I love this. I am constantly reminded of why I am here. When I feel like I am becoming numb or complacent, I read a verse, I hear a story of God's provision, I see glimpses of what He's doing in the nations...and I am reminded of His glory. I ask for my heart to be like His. I ask Him to give me the ability to love the way He does. I ask for more desire and dependency for Him. And it is when I ask Him for these things that I experience Him. He shows up. Always. I must seek BUT He WILL find.
I was able to take a wonderful trip to North Carolina this weekend with a couple friends. It has been a great weekend filled with gourmet food, beautiful scenery, late night movies, and sunshine. But, there is something strange about my feelings. I love being in this setting but there is something inside me that knows this isn't what my life is about, and I am ok with that. While I used to picture my future with luxurious weekends like this, now I dream of holding orphans and giving life to people who need it. Is there something wrong with me?! Ha!

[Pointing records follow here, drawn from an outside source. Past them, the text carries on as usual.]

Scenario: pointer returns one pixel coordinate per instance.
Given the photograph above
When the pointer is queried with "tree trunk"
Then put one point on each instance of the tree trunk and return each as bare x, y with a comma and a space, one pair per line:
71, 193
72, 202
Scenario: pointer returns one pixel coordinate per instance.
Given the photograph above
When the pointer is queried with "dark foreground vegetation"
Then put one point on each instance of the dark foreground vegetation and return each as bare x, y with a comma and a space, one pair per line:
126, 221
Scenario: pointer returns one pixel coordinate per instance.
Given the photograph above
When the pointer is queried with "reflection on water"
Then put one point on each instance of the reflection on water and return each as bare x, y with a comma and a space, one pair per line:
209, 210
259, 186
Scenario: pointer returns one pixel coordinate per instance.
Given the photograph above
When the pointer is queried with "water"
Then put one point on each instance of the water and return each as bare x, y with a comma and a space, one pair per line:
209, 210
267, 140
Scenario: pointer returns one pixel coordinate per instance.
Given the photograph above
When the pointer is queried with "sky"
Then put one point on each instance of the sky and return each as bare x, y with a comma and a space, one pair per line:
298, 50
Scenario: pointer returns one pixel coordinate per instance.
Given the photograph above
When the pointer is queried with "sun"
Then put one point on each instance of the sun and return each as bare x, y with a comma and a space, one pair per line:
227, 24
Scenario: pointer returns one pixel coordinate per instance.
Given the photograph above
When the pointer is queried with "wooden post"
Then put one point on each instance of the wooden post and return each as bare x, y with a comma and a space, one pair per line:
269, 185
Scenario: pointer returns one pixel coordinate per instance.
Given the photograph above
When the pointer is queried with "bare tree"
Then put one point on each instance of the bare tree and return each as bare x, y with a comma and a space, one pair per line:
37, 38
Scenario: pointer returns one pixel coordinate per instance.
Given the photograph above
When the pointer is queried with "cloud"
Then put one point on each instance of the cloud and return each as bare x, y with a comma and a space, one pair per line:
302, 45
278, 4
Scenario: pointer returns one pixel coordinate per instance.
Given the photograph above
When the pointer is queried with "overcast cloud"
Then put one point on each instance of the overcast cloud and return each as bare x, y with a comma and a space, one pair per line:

I feel like God is slowly changing my heart to be more like His. He is growing my desire for the world more and more on a daily basis. It's kind of a scary feeling. It's a feeling like I don't belong here. And I know I don't. I know heaven awaits me one day. But it's also a feeling like I don't belong in this western world. A feeling that I know one day soon He will place me somewhere else. Who knows? It's just a feeling. And I'm ok with it.
What I love is that...
My heart is being stirred by a NOBLE theme.